Os desafios da mobilidade urbana no Brasil

Enviada em 12/01/2021

De acordo com a Constituição Federal do Brasil, é dever do Governo assegurar à atual e às futuras gerações a necessária disponibilidade de mobilidade urbana no país. Entretanto, o não cumprimento dessa lei torna-se evidente, visto que a falta de melhoria nas condições urbanas de acessibilidade e a baixa qualidade dos transportes públicos. Torna-se simplório acreditar que a carência de locomobilidade urbana e a precariedade dos transportes públicos utilizados pela sociedade não vem sendo negligenciado pelo Governo ao longo dos anos.

Em uma primeira análise, deve-se ressaltar a ausência de medidas governamentais para combater a falta de melhoria nas condições urbanas de acessibilidade.

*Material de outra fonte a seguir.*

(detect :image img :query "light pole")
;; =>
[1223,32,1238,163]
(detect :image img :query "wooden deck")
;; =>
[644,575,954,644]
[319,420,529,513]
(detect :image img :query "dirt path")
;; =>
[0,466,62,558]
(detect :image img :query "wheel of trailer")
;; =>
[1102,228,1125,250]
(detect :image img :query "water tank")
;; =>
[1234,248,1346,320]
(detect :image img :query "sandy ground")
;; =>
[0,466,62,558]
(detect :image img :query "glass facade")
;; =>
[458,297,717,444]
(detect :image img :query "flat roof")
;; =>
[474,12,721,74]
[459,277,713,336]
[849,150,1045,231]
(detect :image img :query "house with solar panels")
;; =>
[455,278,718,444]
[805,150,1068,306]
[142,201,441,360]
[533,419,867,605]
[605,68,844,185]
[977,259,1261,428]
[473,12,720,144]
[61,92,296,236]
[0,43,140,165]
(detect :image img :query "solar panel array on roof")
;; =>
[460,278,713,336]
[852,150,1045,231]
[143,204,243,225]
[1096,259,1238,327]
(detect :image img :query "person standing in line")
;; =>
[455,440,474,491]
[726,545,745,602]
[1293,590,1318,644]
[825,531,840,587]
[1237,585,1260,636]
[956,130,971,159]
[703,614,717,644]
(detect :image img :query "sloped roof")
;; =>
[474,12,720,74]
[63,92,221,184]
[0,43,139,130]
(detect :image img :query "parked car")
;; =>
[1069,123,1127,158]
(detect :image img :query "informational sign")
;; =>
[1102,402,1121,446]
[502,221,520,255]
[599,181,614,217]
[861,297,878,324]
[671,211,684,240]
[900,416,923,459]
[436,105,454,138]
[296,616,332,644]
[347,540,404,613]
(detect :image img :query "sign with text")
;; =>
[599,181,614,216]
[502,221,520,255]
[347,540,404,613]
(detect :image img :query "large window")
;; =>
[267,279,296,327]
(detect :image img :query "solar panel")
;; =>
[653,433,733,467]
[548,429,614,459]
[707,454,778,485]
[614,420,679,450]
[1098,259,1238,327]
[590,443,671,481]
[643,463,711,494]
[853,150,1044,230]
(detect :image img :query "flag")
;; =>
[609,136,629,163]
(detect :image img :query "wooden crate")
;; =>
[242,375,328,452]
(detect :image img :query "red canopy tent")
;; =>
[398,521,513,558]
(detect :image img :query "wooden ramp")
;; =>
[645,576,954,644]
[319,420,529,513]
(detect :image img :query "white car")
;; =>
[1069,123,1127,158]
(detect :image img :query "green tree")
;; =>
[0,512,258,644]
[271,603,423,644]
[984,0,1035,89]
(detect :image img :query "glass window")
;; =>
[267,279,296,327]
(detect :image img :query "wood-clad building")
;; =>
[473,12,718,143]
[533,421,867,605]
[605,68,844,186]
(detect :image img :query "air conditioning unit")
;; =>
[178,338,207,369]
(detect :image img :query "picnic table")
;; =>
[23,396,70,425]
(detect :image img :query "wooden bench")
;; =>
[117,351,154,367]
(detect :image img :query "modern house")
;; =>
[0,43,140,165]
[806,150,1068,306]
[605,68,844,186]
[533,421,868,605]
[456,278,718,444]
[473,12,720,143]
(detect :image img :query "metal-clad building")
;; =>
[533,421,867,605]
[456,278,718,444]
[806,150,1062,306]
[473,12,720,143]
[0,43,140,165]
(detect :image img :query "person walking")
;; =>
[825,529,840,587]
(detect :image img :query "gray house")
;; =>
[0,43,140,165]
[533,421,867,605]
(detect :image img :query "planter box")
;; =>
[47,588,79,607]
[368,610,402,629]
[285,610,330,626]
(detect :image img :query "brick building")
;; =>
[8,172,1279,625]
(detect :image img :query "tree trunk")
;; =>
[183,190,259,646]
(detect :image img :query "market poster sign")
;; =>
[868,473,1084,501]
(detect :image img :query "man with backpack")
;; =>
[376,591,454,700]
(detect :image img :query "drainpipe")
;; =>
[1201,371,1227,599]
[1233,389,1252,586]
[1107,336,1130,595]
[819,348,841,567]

Nesse contexto, é importante enfatizar que o Governo não vem levando essa atribulação a sério, sendo assim, negligente com a população brasileira, dessarte, induzindo em comportamentos inadequados contra os brasileiros. Essa conjutura, segundo as ideias do filósofo Jonh Locke, configura-se como uma violação do “contrato social”, já que o Estado não cumpre sua função de garantir que os cidadãos desfrutem de direitos indispesáveis.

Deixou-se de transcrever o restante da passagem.